Physicians Experience Payment Problems Due to ACA Hiccups

May 14, 2014

Why one pediatric practice that received over $100,000 in increased payments due to an ACA initiative has to pay the money back.

I’ve written a number of recent blogs on how provisions of the Affordable Care Act (ACA) impact physicians and the practice of medicine.  As the ACA is a relatively new law, it is expected that physicians may be impacted in ways that have not yet been realized or intended.  Recently, I encountered an instance where the ACA garnered some unintended consequences for a client.  Hopefully this information will help you minimize such issues at your practice.

The Affordable Care Act contains a provision allowing certain physicians to be paid at Medicare rates for services provided to Medicaid patients in 2013 and 2014.  Those physicians practicing in the areas of family medicine, internal medicine, or pediatrics and who provide at least 60 percent of all their Medicaid services within certain E&M codes are eligible for this so-called “Medicare-Medicaid parity.”  As one can imagine, the difference between Medicare rates and Medicaid rates can be substantial and amount to a significant increase in practice income.

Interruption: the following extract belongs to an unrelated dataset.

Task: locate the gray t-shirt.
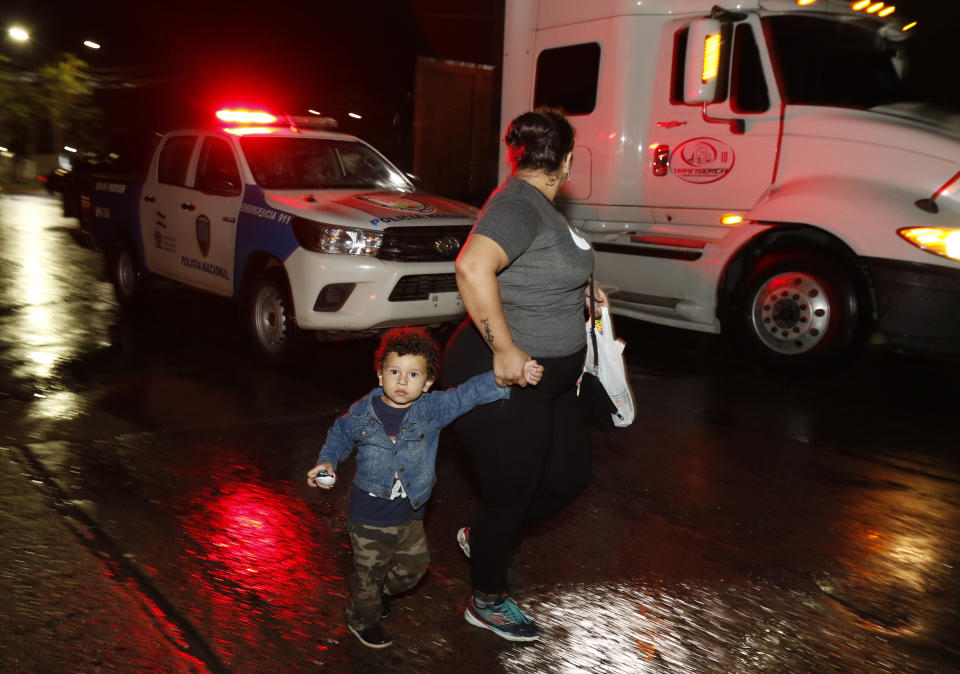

One of our pediatric practices received over $100,000 in increased payments in 2013 as a result of the Medicare-Medicaid parity.  They quickly spent the increased revenue on expenses and bonuses for hardworking physicians.  In April 2014, the practice received a letter informing them that the majority of the Medicaid services subject to the parity payment were ineligible.  At the time it began receiving increased payments, it was not yet known that only certain Medicaid programs (those funded under Title XIX) were eligible, and those Medicaid programs funded under Title XXI were not. Additionally, the state has Medicaid programs that are funded by both Title XIX and Title XXI, with no way to determine at the point of service what program funded that patient’s Medicaid plan. 

Accordingly, $80,000 was being recouped from the expected 2014 payments, leaving the practice out money already spent and without anticipated future income.  To make matters worse, two physician-shareholders left the practice at the end of 2013 after receiving bonuses based on the perceived parity “windfall.”  Not only was the practice now in a financial emergency, but also in the position of contacting former partners to return income they were paid.

This example is not just important for pediatricians (although such providers can learn more about Medicare-Medicaid parity here), but also serves as a cautionary tale for all healthcare providers.  When laws like the ACA are in their infancy, there are a number of nuances and outcomes related to implementation and enforcement that only are discovered down the road.  Until any new law or program is “tested,” physicians should consider the following:

Save for a rainy day. People have been saying it for years, and I know that is easier said than done when physicians are being squeezed like never before.  Make financial decisions for your practice that allow you to put aside some income in case of a recoupment action or mistaken payment.  Most incentive payments are time-limited, so don’t count on receiving bonus income or government subsidies for the long haul, and budget accordingly.

Plan ahead.  The pediatric practice could have avoided some of its issues by considering how to treat payments made to the departing physicians in the event of any recoupment or liability which was unknown until after they left the practice.  Make certain your employment or shareholder agreements address this issue.  Consider paying out money owed to a departing physician for a period of time after he or she leaves the practice (in accordance with federal and state wage and employment laws) so that discovered liabilities can be deducted from amounts to be paid.  Particularly with payments such as the EHR incentives, make certain that employment agreements clearly provide that such amounts belong to the practice and not the individual physician.  As discussed in my prior blog, EHR payments are assumed to go to the physician unless a contractual obligation otherwise exists between the practice and the physician.

Use your advisers.  Although often no one can predict the impact of a new law or program, legal counsel, accountants, and financial advisers familiar with the healthcare industry and historical trends can be a good resource to help identify potential issues and solutions.